Homogeneous coordinates append a final 1 to a point so rotation and translation can be composed by one matrix:

$$T_{AB} = \begin{bmatrix} R_{AB} & t_{AB} \\ 0\ 0\ 0 & 1 \end{bmatrix}, \qquad \bar p_A = T_{AB}\bar p_B.$$

The useful payoff is composition. If a camera frame $C$ is attached to a wrist frame $W$, and the wrist is attached to the robot base frame $B$, then $T_{BC} = T_{BW}T_{WC}$. Matrix order encodes the path through the frame graph. Reversing the order usually produces a plausible-looking number with the wrong physical meaning.

Mechanism

SE(3) is not just a storage format for pose. It is a group: transforms compose, have an identity, and have inverses. Those properties let a robot validate frame chains with identity checks such as $T_{AB}T_{BA}=I$ before a learned policy or controller sees the result.

Worked Example

Consider a wrist camera that detects a block at $(0.30, 0.10, 0.20)$ meters in the camera frame. The transform below converts that point into the robot base frame. Code Fragment 4.4.1 keeps the numbers small enough to check by hand: the camera is offset 0.50 meters forward and 0.25 meters upward from the wrist, and the wrist is 1.00 meter above the base.

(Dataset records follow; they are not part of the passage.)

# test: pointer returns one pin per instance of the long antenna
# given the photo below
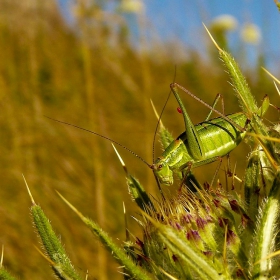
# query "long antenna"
(104, 137)
(161, 113)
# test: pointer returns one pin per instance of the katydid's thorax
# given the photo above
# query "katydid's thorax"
(219, 137)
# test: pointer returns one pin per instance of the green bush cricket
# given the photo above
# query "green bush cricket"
(199, 144)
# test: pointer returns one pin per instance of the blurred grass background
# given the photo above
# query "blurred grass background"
(88, 74)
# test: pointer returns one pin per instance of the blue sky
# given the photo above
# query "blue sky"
(182, 20)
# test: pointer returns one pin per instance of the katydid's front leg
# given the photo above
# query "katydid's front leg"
(194, 143)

# Compose two SE(3) transforms and apply them to one detected point.
# The final identity check catches inverted transform order or bad inverses.
# All distances are meters and all matrices use column-vector convention.
import numpy as np

def make_transform(rotation, translation):
    transform = np.eye(4)
    transform[:3, :3] = np.array(rotation, dtype=float)
    transform[:3, 3] = np.array(translation, dtype=float)
    return transform

base_from_wrist = make_transform(np.eye(3), [0.0, 0.0, 1.0])
wrist_from_camera = make_transform(np.eye(3), [0.5, 0.0, 0.25])
base_from_camera = base_from_wrist @ wrist_from_camera

point_camera = np.array([0.30, 0.10, 0.20, 1.0])
point_base = base_from_camera @ point_camera
round_trip = np.linalg.inv(base_from_camera) @ point_base

print("base point:", point_base[:3].round(3).tolist())
print("round trip:", round_trip[:3].round(3).tolist())

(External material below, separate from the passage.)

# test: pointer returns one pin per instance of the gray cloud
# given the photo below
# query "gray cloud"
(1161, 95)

base point: [0.8, 0.1, 1.45] round trip: [0.3, 0.1, 0.2]

Code Fragment 4.4.1 composes base_from_wrist and wrist_from_camera, then applies the resulting base_from_camera transform to one detected point. The round-trip check confirms that the inverse returns the point to the original camera coordinates.

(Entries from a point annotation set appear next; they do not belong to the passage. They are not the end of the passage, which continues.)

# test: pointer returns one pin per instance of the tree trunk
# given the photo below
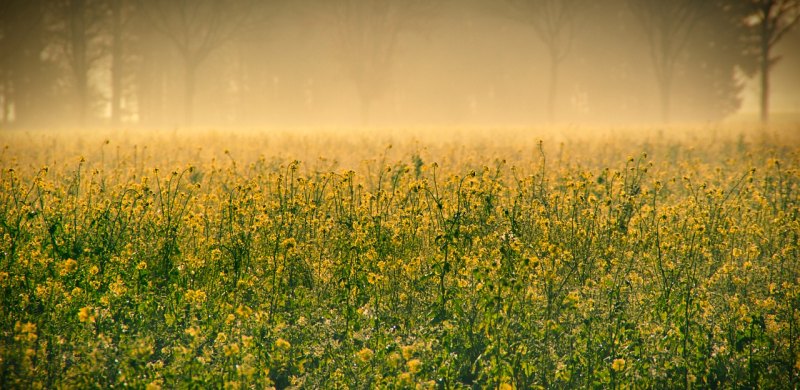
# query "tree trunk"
(116, 63)
(552, 88)
(765, 27)
(188, 93)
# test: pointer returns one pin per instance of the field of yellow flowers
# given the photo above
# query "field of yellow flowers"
(341, 260)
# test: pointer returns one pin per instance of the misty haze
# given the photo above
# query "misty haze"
(166, 64)
(399, 194)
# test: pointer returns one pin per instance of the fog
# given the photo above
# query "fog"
(391, 64)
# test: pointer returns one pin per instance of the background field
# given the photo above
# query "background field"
(434, 257)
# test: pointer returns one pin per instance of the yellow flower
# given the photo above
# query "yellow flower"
(232, 349)
(192, 331)
(86, 314)
(408, 351)
(618, 364)
(365, 354)
(414, 365)
(244, 311)
(68, 266)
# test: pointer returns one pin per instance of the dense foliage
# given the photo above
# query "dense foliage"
(445, 265)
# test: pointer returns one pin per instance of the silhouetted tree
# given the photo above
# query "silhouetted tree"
(772, 19)
(554, 24)
(122, 13)
(668, 26)
(78, 29)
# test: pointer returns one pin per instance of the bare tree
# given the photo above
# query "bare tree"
(121, 14)
(773, 19)
(554, 24)
(668, 26)
(77, 25)
(197, 28)
(367, 33)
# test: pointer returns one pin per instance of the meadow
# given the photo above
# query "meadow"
(441, 259)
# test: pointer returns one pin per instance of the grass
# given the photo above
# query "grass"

Expected output: the base-frame point is shifted by the two translations, while the round-trip output returns to the original camera measurement. If the round trip fails, debug transform order, units, and frame labels before changing perception or control code.

Library Shortcut

The hand-built fragment keeps frame semantics visible. In production, SciPy Rotation handles rotation representations, ROS 2 tf2 keeps a time-buffered frame tree, spatialmath-python gives compact pose algebra, Drake exposes typed rigid transforms, and OpenCV calibration anchors camera intrinsics and extrinsics. The shortcut removes boilerplate, but the hand-built version remains the debugging oracle.

Failure Modes

Silent direction inversion. Writing base_from_camera when you meant camera_from_base produces a plausible number with the wrong physical meaning. The round-trip identity check (T @ T_inv == I) catches this before the controller sees it.
Unit mismatch at composition. Mixing meters and millimeters between edges produces translation offsets that are 1000x wrong. Store the unit as a field, not a comment.
Stale transform. A camera running at 30 Hz may return a tf lookup from 50 ms ago to a controller running at 200 Hz. tf2 lookup time must equal the sensor timestamp, not the current wall time.
Non-orthogonal rotation. Accumulated floating-point error in long chains can make $R^\top R \neq I$. Renormalize or use the scipy.spatial.transform.Rotation SLERP path, which enforces the group structure.

Memory Hook

SE(3) is a group: $T_{AB} T_{BA} = I$ is a property you can test in one line of code. If the round-trip fails, the bug is in the transform chain, not in perception or control.

Research Frontier

Classical SE(3) computation treats each transform as exact. Current research relaxes this: uncertainty-aware transforms carry a covariance over pose (see GTSAM factor graphs and the Manif library for Lie-group uncertainty propagation), enabling robots to reason about whether a transform is precise enough to grasp, not merely whether it is defined. Autodifferentiation through SE(3) operations (used in trajectory optimization via CasADi or Pinocchio) is a second active direction, because learned policies trained end-to-end need gradients through the frame chain.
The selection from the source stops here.